Crowdsourcing creative jobs draws praise, fire
Posted on December 08, 2012 at 17:21 PM EST
Crowdsourcing creative jobs draws praise, fire Before she stumbled onto online middlemen that match businesses with graphic designers a few years ago, Carol Sloan worked as a carpenter, seamstress, hotel manager and auto mechanic, among other professions. Today, Sloan and her husband rely largely on his salary to get by and supplement their income with the $200 to $500 she makes monthly through sites like 99Designs, MycroBurst, and CrowdSPRING, doing graphic design projects on spec in the hopes that the business listing the project will choose her work and pay her for it.
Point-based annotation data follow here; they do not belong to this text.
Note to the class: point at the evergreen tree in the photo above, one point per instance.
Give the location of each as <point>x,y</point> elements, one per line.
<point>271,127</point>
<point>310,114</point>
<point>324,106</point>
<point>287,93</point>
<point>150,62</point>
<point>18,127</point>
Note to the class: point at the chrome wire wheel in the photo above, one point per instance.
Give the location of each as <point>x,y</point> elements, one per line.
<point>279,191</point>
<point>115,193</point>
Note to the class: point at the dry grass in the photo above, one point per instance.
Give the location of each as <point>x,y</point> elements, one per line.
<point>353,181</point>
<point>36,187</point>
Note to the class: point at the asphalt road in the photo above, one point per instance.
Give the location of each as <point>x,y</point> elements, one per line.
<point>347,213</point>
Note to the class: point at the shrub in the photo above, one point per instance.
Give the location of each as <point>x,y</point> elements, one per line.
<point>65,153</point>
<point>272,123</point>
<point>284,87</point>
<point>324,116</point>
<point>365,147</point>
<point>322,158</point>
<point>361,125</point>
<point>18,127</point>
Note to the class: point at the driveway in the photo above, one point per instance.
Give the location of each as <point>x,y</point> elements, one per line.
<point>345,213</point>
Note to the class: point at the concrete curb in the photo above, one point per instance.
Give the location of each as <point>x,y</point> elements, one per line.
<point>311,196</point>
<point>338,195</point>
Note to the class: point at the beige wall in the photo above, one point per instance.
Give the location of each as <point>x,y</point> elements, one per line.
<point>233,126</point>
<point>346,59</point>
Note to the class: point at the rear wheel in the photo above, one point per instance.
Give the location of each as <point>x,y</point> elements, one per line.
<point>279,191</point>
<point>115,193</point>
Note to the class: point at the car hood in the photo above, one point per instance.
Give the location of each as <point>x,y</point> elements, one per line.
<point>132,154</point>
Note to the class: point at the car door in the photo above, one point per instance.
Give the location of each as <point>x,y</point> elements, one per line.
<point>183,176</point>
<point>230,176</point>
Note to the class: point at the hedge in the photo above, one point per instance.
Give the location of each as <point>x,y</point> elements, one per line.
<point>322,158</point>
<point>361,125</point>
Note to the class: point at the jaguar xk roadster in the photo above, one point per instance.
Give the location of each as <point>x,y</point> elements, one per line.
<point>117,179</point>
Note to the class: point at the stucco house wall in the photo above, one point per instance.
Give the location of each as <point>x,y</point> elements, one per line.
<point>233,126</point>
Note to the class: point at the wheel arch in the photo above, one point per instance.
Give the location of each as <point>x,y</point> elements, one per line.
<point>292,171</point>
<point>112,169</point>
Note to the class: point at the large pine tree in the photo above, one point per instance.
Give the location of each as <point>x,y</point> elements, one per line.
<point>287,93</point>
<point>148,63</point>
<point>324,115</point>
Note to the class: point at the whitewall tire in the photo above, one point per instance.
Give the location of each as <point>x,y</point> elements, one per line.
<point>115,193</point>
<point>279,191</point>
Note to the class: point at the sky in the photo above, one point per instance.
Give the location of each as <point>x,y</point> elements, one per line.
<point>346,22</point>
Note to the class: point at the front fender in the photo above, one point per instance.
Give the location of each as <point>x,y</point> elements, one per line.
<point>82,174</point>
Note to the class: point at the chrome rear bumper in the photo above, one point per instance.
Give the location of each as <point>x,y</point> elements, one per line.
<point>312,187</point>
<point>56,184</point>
Clients, often small businesses shopping for a cheap logo, typically pay participating designers a fraction, sometimes as little as one-tenth, of what they would pay an established design firm. "The hardest thing in the world as a young designer starting out is finding business and getting paid," says Patrick Llewellyn, president and chief executive officer of 99Designs of San Francisco, which has paid $43 million to its winning designers since launching in 2008. In April 2011, 99Designs received $35 million in a venture capital round led by Accel Partners, and Llewellyn says he is using the money to expand internationally with deals like his August acquisition of German crowdsourced design site 12designer. 'Race to the bottom'Ric Grefé, CEO of AIGA, the professional association for design in New York, says that "graphic design over time has become more of a consulting relationship," where the execution of the final design may be as little as 10 percent of the work.